Saturday, August 30, 2008

His words, not mine.

In trade for fishing privileges, a friend of hubby's came to do our lawn today. The man must really love fishing 'cuz we some trashy folks, y'all, and our lawn was très shaggy. Not to mention all the crap we have strewn all over the place. He busted his tail to spiff it up. It looks great!

He brought his twins with him today. I saw them out in the yard and thought how bored they must be. I told him they were welcome to come in and watch a movie or something while he worked but he said, "No, they're demons. You have to watch them constantly. It might not be... safe."

Well, okay. Whatever. I had offered. Later I wanted a word with him and heard the lawn mower shut down so stuck my head out to holler at him. When I opened the door, right in front of me, I heard to very loud crack/bangs. I look down and one of these two little, what, three year olds? is holding my husband's camp ax (it's small, heavy, but small) and had been whacking something with it. I nearly lost it, but only on the inside, on the outside I smiled benignly and held out my hand. Without hesitation the boy surrendered the ax. I thanked him then went inside to have my heart attack. They're so little! And so barefoot! Visions of cut little baby toes flying through the air were forming in my mind's eye.

After the tremors passed I got greedy. There were two wild, crazy kids playing in my front yard and I wasn't taking pictures?

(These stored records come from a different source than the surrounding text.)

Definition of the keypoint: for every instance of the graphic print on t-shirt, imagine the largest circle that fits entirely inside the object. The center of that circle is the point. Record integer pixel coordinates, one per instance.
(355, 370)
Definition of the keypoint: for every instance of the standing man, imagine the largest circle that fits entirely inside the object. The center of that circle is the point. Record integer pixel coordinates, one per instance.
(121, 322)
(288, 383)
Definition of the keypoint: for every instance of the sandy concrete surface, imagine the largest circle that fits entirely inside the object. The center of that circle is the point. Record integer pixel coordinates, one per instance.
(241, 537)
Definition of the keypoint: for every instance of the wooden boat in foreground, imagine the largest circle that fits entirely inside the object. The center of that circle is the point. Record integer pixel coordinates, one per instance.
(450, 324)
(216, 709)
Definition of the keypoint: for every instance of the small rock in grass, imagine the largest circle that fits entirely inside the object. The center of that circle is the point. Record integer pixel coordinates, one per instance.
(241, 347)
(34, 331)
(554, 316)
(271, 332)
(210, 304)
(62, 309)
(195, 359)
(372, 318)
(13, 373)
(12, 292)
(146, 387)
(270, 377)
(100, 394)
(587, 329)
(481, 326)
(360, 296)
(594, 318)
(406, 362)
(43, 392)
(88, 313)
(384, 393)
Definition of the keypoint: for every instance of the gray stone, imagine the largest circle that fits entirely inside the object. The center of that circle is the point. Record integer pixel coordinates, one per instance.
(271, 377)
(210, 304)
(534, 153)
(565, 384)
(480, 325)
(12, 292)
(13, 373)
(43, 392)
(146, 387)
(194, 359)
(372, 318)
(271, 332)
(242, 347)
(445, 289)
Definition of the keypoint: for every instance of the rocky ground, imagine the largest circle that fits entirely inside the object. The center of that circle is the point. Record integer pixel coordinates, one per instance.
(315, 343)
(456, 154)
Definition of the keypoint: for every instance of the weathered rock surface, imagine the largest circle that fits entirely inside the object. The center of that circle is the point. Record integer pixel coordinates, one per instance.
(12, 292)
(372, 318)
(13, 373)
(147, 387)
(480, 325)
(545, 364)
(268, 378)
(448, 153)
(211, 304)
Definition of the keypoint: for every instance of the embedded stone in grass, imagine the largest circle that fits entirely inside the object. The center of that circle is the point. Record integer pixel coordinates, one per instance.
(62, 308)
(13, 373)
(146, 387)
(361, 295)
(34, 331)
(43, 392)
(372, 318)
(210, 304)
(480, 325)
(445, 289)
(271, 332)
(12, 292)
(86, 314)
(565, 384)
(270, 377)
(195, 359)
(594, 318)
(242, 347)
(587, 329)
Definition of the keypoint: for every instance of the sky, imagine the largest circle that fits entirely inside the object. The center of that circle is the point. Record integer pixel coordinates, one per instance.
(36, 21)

See that photo of the one boy stomping? That was just plum crazy. Here he is barefoot on concrete stamping, for all he's worth, on a limp bit of Purple Jew that had been trimmed from around the front step.

Their favorite game in the yard today? Grass Chunking. The object of the game was to scrape up as much cut grass as could be fit in their little hands and then chunk it with as much force as possible at whoever happened to be close enough--it was only me once. I'm proud to say my first instinct was to shield my camera. That grass was wet!




















And on a completely different subject, hope and prayers to all those in Gustav's path. I'm visualizing Gustav finding himself rather tired out by the time he reaches land again. May Gustav turn out to be the storm that wasn't.